E’ questa la mia triste storia; può finire anche qui, all’inizio della sua sgualcita terza pagina. E’ una storia lineare, lettore: non ho grandi gesta da narrare con esaltazione, non ho fiabe da mille una notte. Ti avevo già avvertito nell’esordio, ho molto poco con me. Non pensare che ti abbia nascosto l’identità di Lui per attirare la tua attenzione. No, non è così.
Il motivo è: ho paura.
Però so che ora, grazie a te che ascolti le mie parole e dai un senso al mio correre, è giunto il momento di dirtelo.
Lui è il fratello di Oblio, che ti accennai in precedenza: è Tempo.
La mia è una corsa, destinata a fallire. La mia è una corsa contro Tempo nel tentativo disperato e ossessivo di arrampicarmi con le unghie al mondo, di seminare un germoglio che possa essere anche quando io, invece, smetterò di essere. Tempo mi è dietro, costantemente. Tempo è una ossessione. So di essere destinato a soccombere. Ho deciso però, ugualmente, di raggiungere il più
Avanti possibile, e di seminare più parole possibili alle mie spalle. Cammino con in pugno Penna. Lei spesso mi dice: “Stringimi più forte! Credo in te!” Io la amo ma lei è nello stesso tempo la mia eterna dannazione. Quello che mi crea mi distrugge. Mi unisce e mi spezza. Mi forgia e mi fonde. Ma non posso separarmi da lei: lei, ormai, sono io. E’ il mio mezzo. Lettore, credimi, non sono pazzo: ho solo un sogno, e il confine tra le due cose è spesso sottile.

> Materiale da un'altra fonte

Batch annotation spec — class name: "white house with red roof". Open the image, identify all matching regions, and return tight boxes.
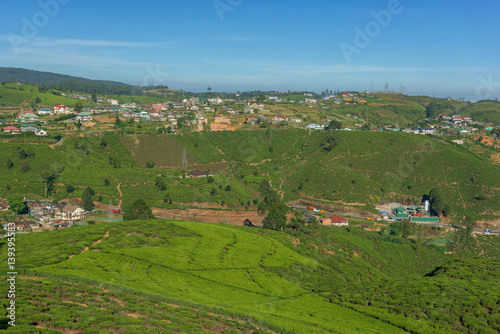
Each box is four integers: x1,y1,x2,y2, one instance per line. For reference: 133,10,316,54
3,126,21,134
16,110,40,123
54,104,69,114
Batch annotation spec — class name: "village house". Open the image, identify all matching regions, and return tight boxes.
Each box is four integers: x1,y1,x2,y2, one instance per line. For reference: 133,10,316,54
38,108,54,116
3,126,21,134
330,216,349,226
20,124,38,132
0,201,9,211
76,111,92,123
54,104,69,114
274,116,288,123
55,204,86,220
305,124,324,130
189,169,214,178
3,220,40,232
16,110,40,123
52,220,73,230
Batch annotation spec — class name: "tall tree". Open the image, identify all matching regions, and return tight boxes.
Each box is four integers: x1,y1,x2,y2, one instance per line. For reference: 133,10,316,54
41,170,56,199
82,187,95,211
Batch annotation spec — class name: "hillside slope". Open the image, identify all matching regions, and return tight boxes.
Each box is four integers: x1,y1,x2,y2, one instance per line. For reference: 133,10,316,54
0,67,130,86
0,130,500,223
0,220,499,333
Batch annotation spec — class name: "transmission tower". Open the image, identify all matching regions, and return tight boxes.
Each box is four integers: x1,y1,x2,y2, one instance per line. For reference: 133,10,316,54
181,147,188,170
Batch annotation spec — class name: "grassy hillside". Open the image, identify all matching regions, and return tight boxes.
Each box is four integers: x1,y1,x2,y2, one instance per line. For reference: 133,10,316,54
0,220,499,333
0,130,500,222
0,67,128,86
172,130,500,216
0,83,82,108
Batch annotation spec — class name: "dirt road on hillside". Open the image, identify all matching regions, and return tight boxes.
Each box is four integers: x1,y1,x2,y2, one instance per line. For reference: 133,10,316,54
153,208,262,226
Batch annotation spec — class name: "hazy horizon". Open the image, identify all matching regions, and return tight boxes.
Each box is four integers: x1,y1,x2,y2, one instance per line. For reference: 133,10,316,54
0,0,500,100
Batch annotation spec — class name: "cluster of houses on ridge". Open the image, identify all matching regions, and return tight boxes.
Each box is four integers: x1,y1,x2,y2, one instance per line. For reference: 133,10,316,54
0,201,88,232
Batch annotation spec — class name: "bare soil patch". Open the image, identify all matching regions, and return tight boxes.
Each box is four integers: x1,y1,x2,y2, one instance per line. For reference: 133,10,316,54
153,208,263,226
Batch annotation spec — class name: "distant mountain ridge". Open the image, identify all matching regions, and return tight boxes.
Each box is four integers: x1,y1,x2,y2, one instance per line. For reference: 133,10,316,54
0,67,132,87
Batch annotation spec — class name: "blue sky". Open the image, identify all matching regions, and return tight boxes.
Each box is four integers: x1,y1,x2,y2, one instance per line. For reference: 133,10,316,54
0,0,500,99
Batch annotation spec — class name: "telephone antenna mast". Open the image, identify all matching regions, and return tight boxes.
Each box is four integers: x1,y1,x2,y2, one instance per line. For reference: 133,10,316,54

Corro per realizzare un sogno.
Sacco, riferendosi alle parole che contiene, mi dice: “Ho le carte vincenti. Ora sta a te e Penna giocare”. E io, gioco.
Corro per giocare.
Tempo mi divorerà, lo so. E solo a pensarci mi fermo, alzo gli occhi al cielo e spero che le mie lacrime si confondano con la pioggia.
Ma questo, lettore, è il destino di tutti: non possiamo sfuggire. Possiamo però decidere di non fermarci, e fare il possibile per lasciare incisioni lungo la strada, segnali di fumo o messaggi in bottiglia; insomma, fare di tutto per correre. Chissà, un giorno, qualcuno li coglierà, ne capirà il senso profondo e li sfrutterà a sua volta per correre, in un eterno flusso.
Forse questo è già successo: forse, mentre tu leggi, io non ci sono più. Forse Tempo è già arrivato.
Lettore, non dispiacerti per me: la saggezza sta nel capire quando non si può cambiare qualcosa. La saggezza sta nell’accettarlo. Conosco Sacco: lui non sa accettare. Quando Tempo mi annienterà, quando diventerò polvere o vento, Sacco andrà via. Lui e le sue parole cercheranno un corridore simile a me, disposto a consacrare la propria vita per donare un messaggio.
Sacco fa così dall’inizio dei tempi: cerca la vocazione al dono, e quando la trova in qualcuno, si dona a lui. Lo accetto: non sono né l’inizio né la fine. Sono un’unica piccola tessera di un mosaico eterno, di un progetto sovrumano che unisce tutti gli uomini esistiti, che esistono e che esisteranno.
Non importa.
Combatto Tempo con la mia scrittura; io morirò, ma il mio Sacco e Penna mi renderanno eterni. Faccio parte di una Grande Storia, e ne sono grato: la storia di una strada, di una corsa, di Sacco e di Penna.